Me Lespérance a aussi fait dire au professeur Viscusi que ce que les diagrammes montraient, c'est la moyenne des prévalences perçues par la population ou des sous-ensembles de la population, mais que plusieurs fumeurs pouvaient avoir une estimation de la prévalence plus basse et non pas plus haute que la prévalence réellement observée.


Dangereux, mais pas pour moi

Puisque toutes les données que possède l'expert Viscusi sur la connaissance et les croyances des fumeurs au Canada proviennent de sondages analysés par le politologue Raymond Duch, Me Lespérance a guidé l'économiste vers les questions et les réponses de ces sondages. Il en est ressorti que les mêmes fumeurs qui disaient croire que le tabagisme est une cause du cancer du poumon estimaient aussi qu'on peut fumer jusqu'à 15 cigarettes par jour sans danger (c'est « safe »).

Devant le fait que des fumeurs étaient nombreux à estimer leur risque de mourir dans un accident de la route est plus grand que leur risque de mourir d'une maladie due à leur tabagisme, le professeur Viscusi a commencé par suggérer que les fumeurs surestimaient peut-être les dangers de la route, puis il leur a donné raison en disant que si on considérait le nombre d'années de vie perdues dans les accidents routiers, le risque était plus grand avec la route qu'avec le tabagisme.
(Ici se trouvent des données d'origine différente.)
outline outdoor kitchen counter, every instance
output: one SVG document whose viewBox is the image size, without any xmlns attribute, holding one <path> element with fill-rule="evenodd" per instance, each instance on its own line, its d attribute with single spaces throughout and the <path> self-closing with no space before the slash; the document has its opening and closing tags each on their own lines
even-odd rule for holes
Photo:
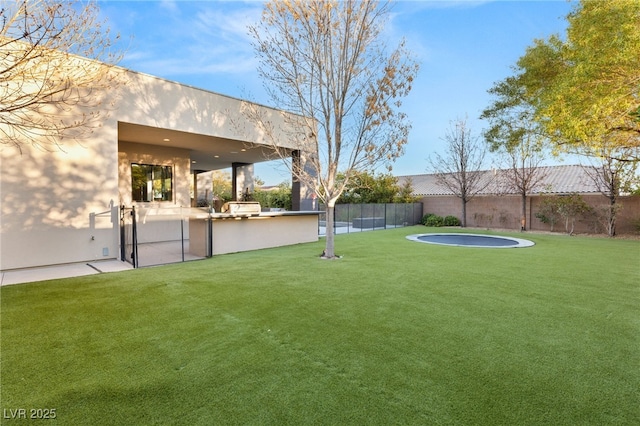
<svg viewBox="0 0 640 426">
<path fill-rule="evenodd" d="M 235 253 L 318 241 L 319 214 L 318 211 L 192 214 L 189 216 L 189 251 L 204 257 L 209 253 Z"/>
</svg>

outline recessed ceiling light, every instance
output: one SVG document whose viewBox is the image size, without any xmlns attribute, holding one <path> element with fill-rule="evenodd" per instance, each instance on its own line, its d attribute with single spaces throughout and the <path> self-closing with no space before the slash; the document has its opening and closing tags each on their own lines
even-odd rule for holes
<svg viewBox="0 0 640 426">
<path fill-rule="evenodd" d="M 242 151 L 242 152 L 246 152 L 247 150 L 246 150 L 246 149 L 244 149 L 244 148 L 242 148 L 240 151 Z"/>
<path fill-rule="evenodd" d="M 196 160 L 191 160 L 192 164 L 196 164 L 196 162 L 197 162 Z"/>
<path fill-rule="evenodd" d="M 231 151 L 231 153 L 232 153 L 232 154 L 237 154 L 237 153 L 238 153 L 238 151 Z"/>
<path fill-rule="evenodd" d="M 220 156 L 219 155 L 214 155 L 213 158 L 220 158 Z"/>
<path fill-rule="evenodd" d="M 162 140 L 163 140 L 163 141 L 165 141 L 165 142 L 169 142 L 171 139 L 169 139 L 169 138 L 164 138 L 164 139 L 162 139 Z"/>
</svg>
Il semble bien que le mot risque de nouveau employé par l'expert désignait alors l'espérance mathématique des pertes. Un très beau concept, bien connu des actuaires et des économistes, mais fort différent du concept de prévalence utilisé comme mesure du risque dans le rapport, et un autre glissement sémantique.

Selon toutes vraisemblances, Me Lespérance va continuer aujourd'hui (mardi) de secouer les tables sur lesquelles reposent les châteaux de cartes de M. Viscusi.